How Kubernetes is Built with Kat Cosgrove

The Pragmatic Engineer 1h8 7 min #37
How Kubernetes is Built with Kat Cosgrove
Watch on YouTube

Summary

  • Kubernetes is the second-largest open source project in the world (after Linux) and has become the de facto standard for managing containerized applications at scale. This episode features Kat Cosgrove, a maintainer and sub-project lead on the Kubernetes release team, who explains what Kubernetes is, why it won, how it’s built and governed, and how people can get involved as users or contributors.

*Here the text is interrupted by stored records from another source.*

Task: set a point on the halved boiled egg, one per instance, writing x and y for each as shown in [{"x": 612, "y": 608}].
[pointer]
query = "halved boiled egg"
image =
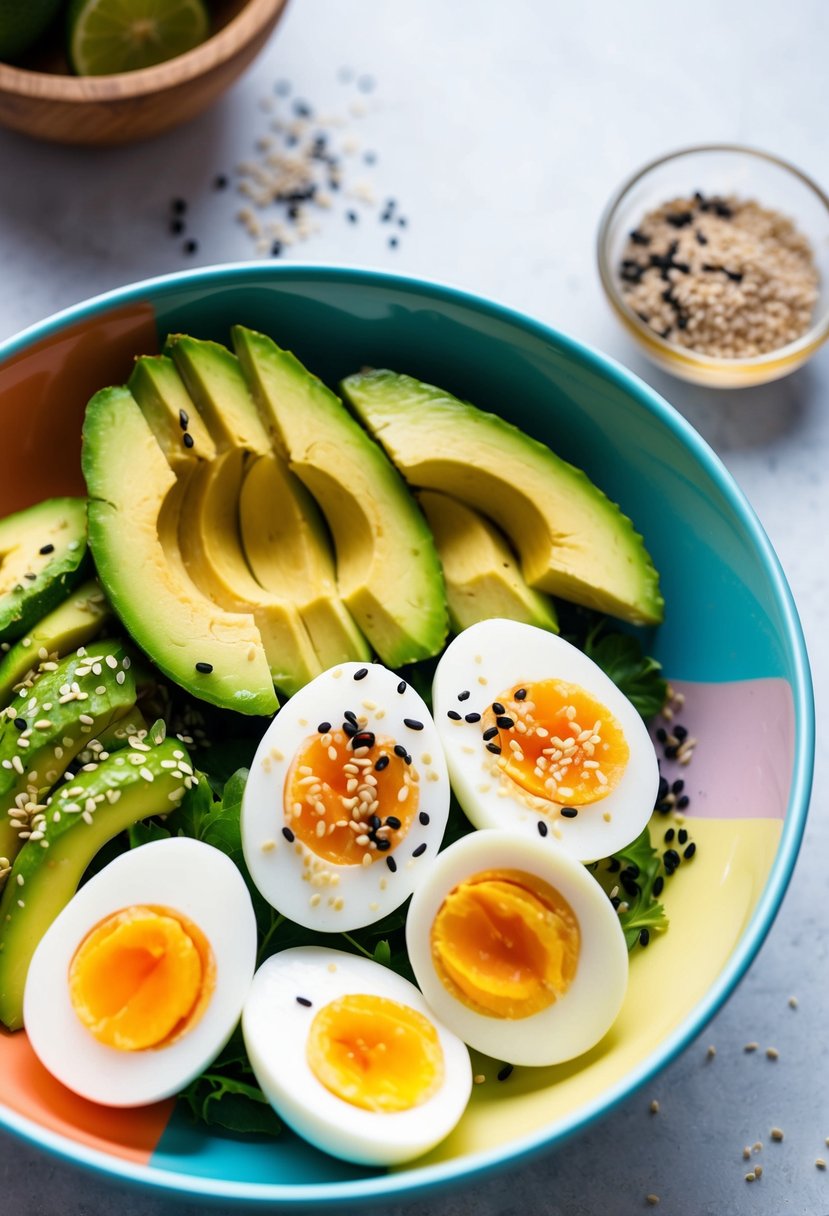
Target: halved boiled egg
[
  {"x": 540, "y": 739},
  {"x": 351, "y": 1057},
  {"x": 139, "y": 983},
  {"x": 347, "y": 800},
  {"x": 517, "y": 949}
]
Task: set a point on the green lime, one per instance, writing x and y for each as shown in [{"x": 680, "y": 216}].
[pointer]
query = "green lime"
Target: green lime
[
  {"x": 122, "y": 35},
  {"x": 22, "y": 22}
]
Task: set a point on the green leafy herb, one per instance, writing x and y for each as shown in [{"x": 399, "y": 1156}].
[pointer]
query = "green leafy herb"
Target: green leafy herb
[{"x": 641, "y": 865}]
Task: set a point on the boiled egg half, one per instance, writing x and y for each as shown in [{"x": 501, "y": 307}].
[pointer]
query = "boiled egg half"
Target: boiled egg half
[
  {"x": 351, "y": 1057},
  {"x": 347, "y": 800},
  {"x": 517, "y": 949},
  {"x": 540, "y": 739},
  {"x": 137, "y": 984}
]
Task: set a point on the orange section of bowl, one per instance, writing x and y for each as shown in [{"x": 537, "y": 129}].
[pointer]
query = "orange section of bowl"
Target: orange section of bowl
[
  {"x": 30, "y": 1091},
  {"x": 44, "y": 393}
]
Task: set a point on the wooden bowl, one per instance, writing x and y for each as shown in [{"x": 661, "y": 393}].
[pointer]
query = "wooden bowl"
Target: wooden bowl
[{"x": 43, "y": 100}]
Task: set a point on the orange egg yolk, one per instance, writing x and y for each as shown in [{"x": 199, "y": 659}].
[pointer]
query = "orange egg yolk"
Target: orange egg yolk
[
  {"x": 376, "y": 1053},
  {"x": 506, "y": 944},
  {"x": 557, "y": 742},
  {"x": 141, "y": 978},
  {"x": 350, "y": 805}
]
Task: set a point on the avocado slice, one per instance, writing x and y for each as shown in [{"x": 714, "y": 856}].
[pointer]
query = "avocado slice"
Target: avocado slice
[
  {"x": 72, "y": 624},
  {"x": 49, "y": 724},
  {"x": 573, "y": 541},
  {"x": 165, "y": 404},
  {"x": 43, "y": 552},
  {"x": 483, "y": 576},
  {"x": 387, "y": 567},
  {"x": 288, "y": 550},
  {"x": 78, "y": 820},
  {"x": 209, "y": 540},
  {"x": 134, "y": 536}
]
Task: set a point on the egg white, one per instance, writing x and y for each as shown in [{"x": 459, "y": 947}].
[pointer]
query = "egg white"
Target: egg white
[
  {"x": 579, "y": 1018},
  {"x": 327, "y": 896},
  {"x": 494, "y": 656},
  {"x": 182, "y": 874},
  {"x": 276, "y": 1029}
]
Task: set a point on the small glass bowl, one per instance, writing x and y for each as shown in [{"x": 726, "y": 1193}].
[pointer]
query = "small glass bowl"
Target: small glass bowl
[{"x": 718, "y": 169}]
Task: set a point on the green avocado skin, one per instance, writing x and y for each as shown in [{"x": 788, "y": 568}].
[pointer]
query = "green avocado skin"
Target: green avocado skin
[
  {"x": 72, "y": 624},
  {"x": 55, "y": 725},
  {"x": 49, "y": 576},
  {"x": 77, "y": 822}
]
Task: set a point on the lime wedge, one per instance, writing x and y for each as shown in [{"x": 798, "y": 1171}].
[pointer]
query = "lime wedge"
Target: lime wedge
[{"x": 123, "y": 35}]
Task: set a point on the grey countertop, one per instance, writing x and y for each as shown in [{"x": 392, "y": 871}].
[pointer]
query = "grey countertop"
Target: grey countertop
[{"x": 500, "y": 131}]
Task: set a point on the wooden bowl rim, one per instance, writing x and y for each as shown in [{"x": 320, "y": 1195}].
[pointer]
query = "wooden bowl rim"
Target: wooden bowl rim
[{"x": 216, "y": 50}]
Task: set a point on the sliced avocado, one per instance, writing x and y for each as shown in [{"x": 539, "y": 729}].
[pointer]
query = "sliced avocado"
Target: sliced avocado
[
  {"x": 167, "y": 405},
  {"x": 214, "y": 381},
  {"x": 134, "y": 536},
  {"x": 573, "y": 541},
  {"x": 483, "y": 576},
  {"x": 288, "y": 550},
  {"x": 387, "y": 567},
  {"x": 72, "y": 624},
  {"x": 43, "y": 556},
  {"x": 77, "y": 821},
  {"x": 212, "y": 552},
  {"x": 49, "y": 724}
]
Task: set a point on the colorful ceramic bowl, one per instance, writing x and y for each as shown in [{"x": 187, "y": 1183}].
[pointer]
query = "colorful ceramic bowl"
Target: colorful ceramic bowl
[{"x": 731, "y": 642}]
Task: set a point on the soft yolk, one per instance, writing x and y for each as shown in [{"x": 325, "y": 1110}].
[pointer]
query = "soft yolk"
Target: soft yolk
[
  {"x": 563, "y": 744},
  {"x": 141, "y": 978},
  {"x": 350, "y": 805},
  {"x": 376, "y": 1053},
  {"x": 506, "y": 944}
]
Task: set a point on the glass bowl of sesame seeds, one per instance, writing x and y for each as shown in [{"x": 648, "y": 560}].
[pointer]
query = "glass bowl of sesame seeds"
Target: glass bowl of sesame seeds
[{"x": 716, "y": 260}]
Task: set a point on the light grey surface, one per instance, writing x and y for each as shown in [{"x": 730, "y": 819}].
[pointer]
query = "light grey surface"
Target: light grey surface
[{"x": 501, "y": 129}]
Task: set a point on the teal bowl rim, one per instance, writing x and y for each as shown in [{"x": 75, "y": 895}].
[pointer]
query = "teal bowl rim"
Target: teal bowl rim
[{"x": 410, "y": 1183}]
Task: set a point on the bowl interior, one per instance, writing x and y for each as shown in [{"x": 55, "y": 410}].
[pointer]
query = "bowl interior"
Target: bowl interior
[{"x": 731, "y": 642}]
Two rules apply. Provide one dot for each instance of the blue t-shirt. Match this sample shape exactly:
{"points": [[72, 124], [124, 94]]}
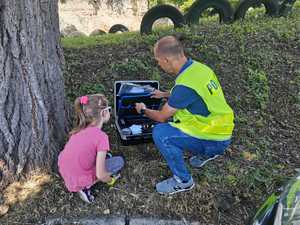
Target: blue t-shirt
{"points": [[183, 97]]}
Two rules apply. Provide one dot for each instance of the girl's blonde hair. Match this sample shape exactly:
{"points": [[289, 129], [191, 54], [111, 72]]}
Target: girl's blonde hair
{"points": [[87, 110]]}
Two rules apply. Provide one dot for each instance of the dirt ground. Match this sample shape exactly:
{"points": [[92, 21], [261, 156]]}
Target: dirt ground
{"points": [[260, 75]]}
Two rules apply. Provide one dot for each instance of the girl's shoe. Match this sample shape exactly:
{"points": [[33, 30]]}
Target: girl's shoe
{"points": [[85, 195]]}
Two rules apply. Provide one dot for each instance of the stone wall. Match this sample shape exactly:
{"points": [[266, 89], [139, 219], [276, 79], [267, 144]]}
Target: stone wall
{"points": [[90, 15]]}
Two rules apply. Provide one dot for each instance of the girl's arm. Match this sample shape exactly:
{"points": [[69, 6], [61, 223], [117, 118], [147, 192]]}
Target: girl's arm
{"points": [[101, 172]]}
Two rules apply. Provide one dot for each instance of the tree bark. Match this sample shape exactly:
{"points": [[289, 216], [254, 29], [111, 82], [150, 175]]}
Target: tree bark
{"points": [[32, 105]]}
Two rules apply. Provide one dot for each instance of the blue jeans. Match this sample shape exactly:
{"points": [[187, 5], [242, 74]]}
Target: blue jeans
{"points": [[172, 142]]}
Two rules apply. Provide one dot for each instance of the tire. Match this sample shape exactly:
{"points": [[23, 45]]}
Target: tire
{"points": [[222, 7], [161, 11], [286, 7], [270, 5], [118, 27]]}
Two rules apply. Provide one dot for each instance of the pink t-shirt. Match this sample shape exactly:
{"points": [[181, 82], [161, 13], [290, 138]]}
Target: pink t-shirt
{"points": [[77, 161]]}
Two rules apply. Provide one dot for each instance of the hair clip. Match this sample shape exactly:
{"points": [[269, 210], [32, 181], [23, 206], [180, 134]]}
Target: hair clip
{"points": [[84, 100]]}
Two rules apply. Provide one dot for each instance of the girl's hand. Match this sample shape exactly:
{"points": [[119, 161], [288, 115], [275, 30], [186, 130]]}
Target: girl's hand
{"points": [[114, 179], [159, 94]]}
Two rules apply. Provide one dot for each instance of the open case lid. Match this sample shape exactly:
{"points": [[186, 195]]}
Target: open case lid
{"points": [[124, 104]]}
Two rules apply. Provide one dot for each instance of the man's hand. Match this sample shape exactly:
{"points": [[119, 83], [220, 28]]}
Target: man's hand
{"points": [[159, 94], [139, 107], [114, 179]]}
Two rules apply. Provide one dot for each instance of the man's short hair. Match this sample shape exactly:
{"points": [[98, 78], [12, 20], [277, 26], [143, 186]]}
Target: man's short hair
{"points": [[169, 46]]}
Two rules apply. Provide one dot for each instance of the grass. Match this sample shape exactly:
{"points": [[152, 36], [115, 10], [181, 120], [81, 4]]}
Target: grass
{"points": [[257, 63]]}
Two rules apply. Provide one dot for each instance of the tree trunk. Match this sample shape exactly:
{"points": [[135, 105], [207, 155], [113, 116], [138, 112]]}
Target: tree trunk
{"points": [[32, 105]]}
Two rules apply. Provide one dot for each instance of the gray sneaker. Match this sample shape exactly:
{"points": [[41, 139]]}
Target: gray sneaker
{"points": [[173, 185], [198, 161]]}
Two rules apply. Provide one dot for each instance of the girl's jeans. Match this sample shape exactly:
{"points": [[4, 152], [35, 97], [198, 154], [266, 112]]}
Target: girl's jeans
{"points": [[172, 142]]}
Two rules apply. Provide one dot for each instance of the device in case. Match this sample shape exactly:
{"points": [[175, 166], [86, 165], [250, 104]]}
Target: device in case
{"points": [[133, 127]]}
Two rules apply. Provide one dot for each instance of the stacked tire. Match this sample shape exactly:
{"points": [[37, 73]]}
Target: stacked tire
{"points": [[158, 12], [118, 28], [221, 7], [271, 6]]}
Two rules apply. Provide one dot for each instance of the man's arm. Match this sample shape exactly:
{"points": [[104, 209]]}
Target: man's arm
{"points": [[160, 116], [160, 94]]}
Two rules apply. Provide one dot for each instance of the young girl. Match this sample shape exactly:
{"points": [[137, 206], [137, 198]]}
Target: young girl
{"points": [[83, 161]]}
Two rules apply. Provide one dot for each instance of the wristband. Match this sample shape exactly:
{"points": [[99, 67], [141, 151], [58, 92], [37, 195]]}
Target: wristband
{"points": [[142, 111], [112, 182]]}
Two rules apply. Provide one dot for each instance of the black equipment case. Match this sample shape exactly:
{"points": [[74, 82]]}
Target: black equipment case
{"points": [[126, 116]]}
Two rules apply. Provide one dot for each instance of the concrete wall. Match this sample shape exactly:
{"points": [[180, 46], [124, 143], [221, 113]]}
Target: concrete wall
{"points": [[90, 15]]}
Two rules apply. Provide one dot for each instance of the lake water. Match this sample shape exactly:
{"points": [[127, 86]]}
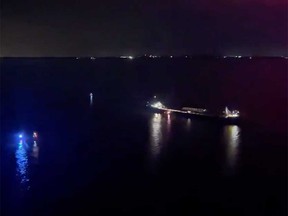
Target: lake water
{"points": [[111, 156]]}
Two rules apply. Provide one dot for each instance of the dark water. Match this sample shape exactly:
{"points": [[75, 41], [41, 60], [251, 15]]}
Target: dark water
{"points": [[113, 157]]}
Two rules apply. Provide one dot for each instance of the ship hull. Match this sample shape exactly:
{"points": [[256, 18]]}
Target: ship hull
{"points": [[204, 117]]}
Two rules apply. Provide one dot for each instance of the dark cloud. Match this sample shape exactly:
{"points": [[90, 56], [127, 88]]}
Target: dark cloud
{"points": [[84, 28]]}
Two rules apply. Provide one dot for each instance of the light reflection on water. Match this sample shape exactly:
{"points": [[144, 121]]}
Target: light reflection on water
{"points": [[22, 165], [160, 127], [35, 150], [232, 138]]}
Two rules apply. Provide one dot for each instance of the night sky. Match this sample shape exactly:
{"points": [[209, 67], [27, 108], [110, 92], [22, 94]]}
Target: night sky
{"points": [[134, 27]]}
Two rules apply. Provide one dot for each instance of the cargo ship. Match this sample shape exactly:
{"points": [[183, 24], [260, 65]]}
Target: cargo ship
{"points": [[226, 116]]}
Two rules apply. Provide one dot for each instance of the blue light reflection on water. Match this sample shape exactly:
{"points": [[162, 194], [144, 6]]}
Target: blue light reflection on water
{"points": [[22, 165]]}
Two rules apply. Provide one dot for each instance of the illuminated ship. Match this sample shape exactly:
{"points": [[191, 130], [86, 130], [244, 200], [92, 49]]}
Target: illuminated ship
{"points": [[226, 116]]}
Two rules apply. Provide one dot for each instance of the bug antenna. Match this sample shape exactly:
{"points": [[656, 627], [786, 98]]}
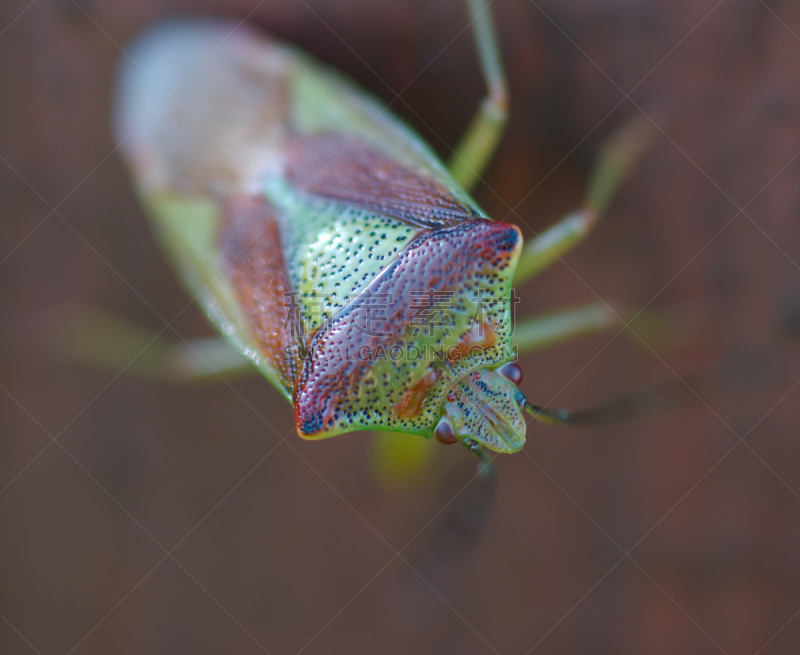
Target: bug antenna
{"points": [[485, 465], [736, 374]]}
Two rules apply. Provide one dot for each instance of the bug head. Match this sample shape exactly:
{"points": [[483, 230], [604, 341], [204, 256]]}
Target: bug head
{"points": [[485, 407]]}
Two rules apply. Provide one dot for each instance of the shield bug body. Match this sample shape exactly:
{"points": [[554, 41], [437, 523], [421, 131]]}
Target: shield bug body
{"points": [[325, 240]]}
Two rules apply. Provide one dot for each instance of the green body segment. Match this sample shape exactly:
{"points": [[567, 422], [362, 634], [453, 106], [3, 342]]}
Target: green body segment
{"points": [[308, 220]]}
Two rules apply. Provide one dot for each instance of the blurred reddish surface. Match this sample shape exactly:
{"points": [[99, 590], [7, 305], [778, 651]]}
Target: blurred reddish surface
{"points": [[174, 520]]}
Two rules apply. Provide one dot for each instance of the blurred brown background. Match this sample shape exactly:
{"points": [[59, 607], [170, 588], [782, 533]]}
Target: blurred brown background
{"points": [[173, 519]]}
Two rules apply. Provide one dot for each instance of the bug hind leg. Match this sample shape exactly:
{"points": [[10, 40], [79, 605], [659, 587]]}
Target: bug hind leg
{"points": [[615, 162], [475, 150]]}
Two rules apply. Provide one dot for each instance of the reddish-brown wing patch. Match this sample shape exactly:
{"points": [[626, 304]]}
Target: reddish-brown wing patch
{"points": [[410, 404], [448, 260], [250, 248], [347, 169]]}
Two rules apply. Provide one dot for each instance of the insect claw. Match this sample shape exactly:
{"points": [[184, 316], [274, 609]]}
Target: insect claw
{"points": [[485, 466]]}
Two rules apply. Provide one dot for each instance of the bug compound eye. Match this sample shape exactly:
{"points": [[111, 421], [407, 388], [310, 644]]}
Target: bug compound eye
{"points": [[483, 407]]}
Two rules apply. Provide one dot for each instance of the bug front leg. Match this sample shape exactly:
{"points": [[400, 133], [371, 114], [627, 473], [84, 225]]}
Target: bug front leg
{"points": [[483, 135], [615, 162]]}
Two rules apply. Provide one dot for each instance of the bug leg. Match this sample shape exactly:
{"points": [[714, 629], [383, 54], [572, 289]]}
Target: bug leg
{"points": [[93, 338], [615, 162], [483, 135], [537, 332]]}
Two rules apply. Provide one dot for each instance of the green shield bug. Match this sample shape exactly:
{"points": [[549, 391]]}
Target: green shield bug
{"points": [[327, 242]]}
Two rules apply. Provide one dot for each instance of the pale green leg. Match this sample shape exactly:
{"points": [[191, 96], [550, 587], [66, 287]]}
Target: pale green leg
{"points": [[93, 338], [479, 143], [538, 332], [614, 164]]}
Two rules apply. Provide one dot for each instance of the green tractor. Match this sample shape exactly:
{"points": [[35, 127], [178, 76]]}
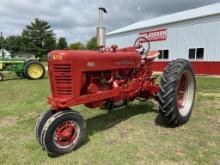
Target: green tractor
{"points": [[30, 69]]}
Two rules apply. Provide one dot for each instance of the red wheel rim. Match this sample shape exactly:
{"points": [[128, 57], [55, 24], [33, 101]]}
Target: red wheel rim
{"points": [[66, 133], [181, 92]]}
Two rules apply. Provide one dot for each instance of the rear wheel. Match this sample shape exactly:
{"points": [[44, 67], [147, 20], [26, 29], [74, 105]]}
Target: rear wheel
{"points": [[63, 132], [20, 74], [1, 76], [177, 92], [34, 70]]}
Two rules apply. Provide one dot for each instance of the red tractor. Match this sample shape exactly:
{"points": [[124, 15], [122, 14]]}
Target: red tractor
{"points": [[109, 78]]}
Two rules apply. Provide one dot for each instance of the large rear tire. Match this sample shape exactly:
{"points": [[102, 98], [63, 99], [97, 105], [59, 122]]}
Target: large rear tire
{"points": [[63, 132], [177, 92], [34, 70]]}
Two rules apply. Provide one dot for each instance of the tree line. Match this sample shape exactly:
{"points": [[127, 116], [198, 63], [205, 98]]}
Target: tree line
{"points": [[39, 38]]}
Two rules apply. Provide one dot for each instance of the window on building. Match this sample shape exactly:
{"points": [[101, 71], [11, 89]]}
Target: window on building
{"points": [[164, 54], [196, 53]]}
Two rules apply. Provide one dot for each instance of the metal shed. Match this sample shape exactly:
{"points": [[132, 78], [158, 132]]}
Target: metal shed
{"points": [[192, 34]]}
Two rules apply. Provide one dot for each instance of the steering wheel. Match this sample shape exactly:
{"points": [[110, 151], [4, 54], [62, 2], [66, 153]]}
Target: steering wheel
{"points": [[139, 45]]}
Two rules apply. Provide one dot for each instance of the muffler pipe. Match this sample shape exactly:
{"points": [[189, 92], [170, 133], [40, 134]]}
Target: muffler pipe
{"points": [[101, 30]]}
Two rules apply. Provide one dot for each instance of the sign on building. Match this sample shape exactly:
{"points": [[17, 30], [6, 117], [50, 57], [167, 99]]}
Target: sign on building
{"points": [[155, 35]]}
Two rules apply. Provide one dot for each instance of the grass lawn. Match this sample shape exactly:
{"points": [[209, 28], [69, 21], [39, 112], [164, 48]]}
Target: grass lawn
{"points": [[133, 135]]}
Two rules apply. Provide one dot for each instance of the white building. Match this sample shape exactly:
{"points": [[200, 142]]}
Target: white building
{"points": [[192, 34]]}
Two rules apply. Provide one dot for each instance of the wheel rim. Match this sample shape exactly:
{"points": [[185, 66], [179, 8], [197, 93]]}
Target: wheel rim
{"points": [[35, 71], [66, 134], [1, 76], [185, 93]]}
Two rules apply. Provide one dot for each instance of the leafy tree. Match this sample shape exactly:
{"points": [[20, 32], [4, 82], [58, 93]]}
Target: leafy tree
{"points": [[39, 38], [92, 44], [62, 43], [3, 43], [77, 46], [14, 43]]}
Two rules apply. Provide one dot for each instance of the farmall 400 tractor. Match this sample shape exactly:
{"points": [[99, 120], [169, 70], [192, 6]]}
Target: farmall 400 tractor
{"points": [[109, 78]]}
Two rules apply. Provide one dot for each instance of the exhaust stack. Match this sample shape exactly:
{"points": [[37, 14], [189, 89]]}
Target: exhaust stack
{"points": [[101, 30]]}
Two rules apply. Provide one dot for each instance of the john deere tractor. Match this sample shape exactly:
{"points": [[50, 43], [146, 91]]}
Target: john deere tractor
{"points": [[30, 69]]}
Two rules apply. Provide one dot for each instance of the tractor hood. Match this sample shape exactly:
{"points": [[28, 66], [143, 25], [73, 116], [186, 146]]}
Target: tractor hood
{"points": [[96, 60]]}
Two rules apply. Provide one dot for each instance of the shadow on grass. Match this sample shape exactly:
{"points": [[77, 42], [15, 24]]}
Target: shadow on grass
{"points": [[161, 122], [111, 118]]}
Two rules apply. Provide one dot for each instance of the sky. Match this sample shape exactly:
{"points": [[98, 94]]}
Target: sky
{"points": [[76, 20]]}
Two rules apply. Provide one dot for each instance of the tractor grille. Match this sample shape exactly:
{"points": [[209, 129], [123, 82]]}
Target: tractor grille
{"points": [[63, 79]]}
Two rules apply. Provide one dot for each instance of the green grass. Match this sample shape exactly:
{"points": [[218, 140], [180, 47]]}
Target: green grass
{"points": [[133, 135]]}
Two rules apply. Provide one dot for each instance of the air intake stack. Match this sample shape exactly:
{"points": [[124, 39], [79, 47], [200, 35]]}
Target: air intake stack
{"points": [[101, 30]]}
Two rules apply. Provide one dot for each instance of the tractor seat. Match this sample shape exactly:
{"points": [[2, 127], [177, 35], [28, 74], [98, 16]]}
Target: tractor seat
{"points": [[152, 54]]}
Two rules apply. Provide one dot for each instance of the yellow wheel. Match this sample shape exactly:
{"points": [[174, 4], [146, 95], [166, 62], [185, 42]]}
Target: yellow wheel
{"points": [[34, 70]]}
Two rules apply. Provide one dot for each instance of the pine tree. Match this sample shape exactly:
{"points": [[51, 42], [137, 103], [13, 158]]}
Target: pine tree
{"points": [[62, 43], [39, 38]]}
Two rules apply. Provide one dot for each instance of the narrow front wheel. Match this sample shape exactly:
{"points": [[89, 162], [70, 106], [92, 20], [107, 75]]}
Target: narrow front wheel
{"points": [[63, 132]]}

What Kubernetes is and why it exists

  • Kubernetes automates the management and scaling of applications that run as swarms of containers.
    • It automatically scales resources (networking, storage, compute) based on demand, up to limits you define, without manual intervention.
    • This is especially valuable for keeping costs down while maintaining high availability.
  • It exists because the rise of microservices architecture made manual cluster management extremely difficult and error-prone.
    • Before Kubernetes, teams managed container clusters by hand — it was possible but painful.
    • Kubernetes is essentially an abstraction layer over work that used to be done manually, similar to how most computing advances since the 1950s have automated previously manual processes.
  • Containers are not virtual machines.
    • Containers virtualize the operating system and applications; VMs virtualize hardware and are much larger and heavier.
    • Containers are lightweight, easily shareable (via Dockerfiles and registries), and more configurable, which is why microservices became practical.
    • Kubernetes can run inside a VM, but containers themselves are a lighter form of virtualization.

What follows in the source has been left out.